From the Top Down: Head Eds Face Israel

Bryan schwartzman Jewish Exponent Staff Since the Palestinians launched a war of attrition popularly called the second intifada nearly five years ago, the public-relations deck has been stacked in their favor, especially on college campuses across the United States. Philadelphia-area institutions of higher education hardly differ in this regard. At Swarthmore College, for instance – a 1,500-student, liberal-arts institution steeped in the Quaker tradition of activism – the political atmosphere has at times been so hostile that pro-Israel students there have been afraid to speak their minds.

Officials at the Jewish Council for Public Affairs and United Jewish Communities, however, believe they may have the solution for promoting a better image of Israel to those in charge of colleges like Swarthmore. If a university president, dean or provost saw the Jewish state firsthand, argue these officials, then anti-Israel biases might prove less resistant to mediation.

In such a spirit, the two organizations sent eight college administrators from small to mid-sized colleges to the Jewish state last month as part of a mission that also included Jewish professionals and lay leaders.

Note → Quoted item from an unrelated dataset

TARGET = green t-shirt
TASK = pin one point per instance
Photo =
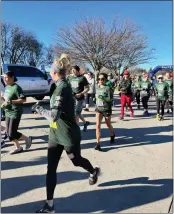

Robert Gross, dean at Swarthmore, took part in the trip, as did Peyton Helm, president of Muhlenberg University in Allentown. The six other administrators represented Old Dominion University in Virginia, Manchester Community College in Connecticut, Bellarmine University in Kentucky, Wheelock College in Massachusetts, and Ocean County College and Kean University, both in New Jersey.

The hope was not to transform the educators into card-carrying Zionists overnight, but to give them a more in-depth understanding of the situation and help them build crucial relationships with Jewish professionals.

"At this critical time for the future of Israel and efforts to advance prospects for peace, we are especially excited to bring key higher-education leaders to meet with Israeli decision-makers, university presidents and ordinary citizens," said JCPA chair Marie Abrams in a statement.

For Gross, who is Jewish but had never before been to Israel, the weeklong July trip offered a window into the complexities of Israeli society and the country's conflict with the Palestinians. Among other activities, the group met with Israeli Supreme Court Chief Justice Aharon Barak, ate lunch with various Knesset members and spoke with Sari Nusseibeh, president of Al Quds University in eastern Jerusalem.

"What we tend to read in the newspaper is that this is a political conflict," said Gross, 64, who happened to attend Swarthmore as an undergraduate. "But it has become an existential conflict about Israel's right to exist as a Jewish and democratic state."

Dawood Farahi, the 57-year-old from Kean University who immigrated to the United States from Afghanistan in 1972, described his week in Israel as an enlightening experience.

Speaking about the visit, Farahi, a Christian, relayed a conversation he had with Barak at the Supreme Court in Jerusalem: "He talked about the difficulties of [creating] a democratic Jewish state. What do you do with the large number of Israel Arabs? What do you with these territories? Sooner or later, you have to come up with a solution."

Upon his return, Peyton R. Helm, president of Muhlenberg, penned a column with a Jewish lay leader from Allentown that appeared in The Morning Call.

"Complexity hardly begins to describe the situation," he wrote. "We were exposed to powerful arguments against disengagement. Knesset member Uri Stern warned us that disengagement gives up land without securing any concession in return, rewards terrorists, encourages further violence, and will result in strategic vulnerability if Gaza becomes an arsenal and a staging area for further attacks on Israel."

But while Helm chose to make his experiences public in a daily newspaper, Gross said he didn't feel qualified to write an article or speak in public. Despite Swarthmore's history of flare-ups over Israel, Gross expressed a certain measure of ambivalence with regard to Israeli government policies, especially when it came to the security barrier built to prevent terrorist incursions from the West Bank.

"You can't say the fence is not intrusive," pronounced Gross. "Where it is a fence, it takes up a fairly wide swath. It imposes hardships.

"Where it is a wall," he continued, "it is a 15-foot-high concrete barrier. In a sense, it's unfortunate. But I understand the reasons for it. It seems to work."

Ambivalence, though, is okay, according to Asaf Romirowsky, Israel Affairs Associate for the Israel and Overseas Center of the Jewish Federation of Greater Philadelphia, who invited Gross to participate on the program and accompanied him to Israel.

"Listen, it is Swarthmore. It's his first time in Israel. His perception is [based on] the education he received at Swarthmore, which is very pro-Palestinian, very liberal," he said. "Of course, he's going to be skeptical."

Romirowsky then offered a more upbeat assessment: "This is something we can build upon. He came back with a more open-minded outlook on the situation. It's a foot in the door."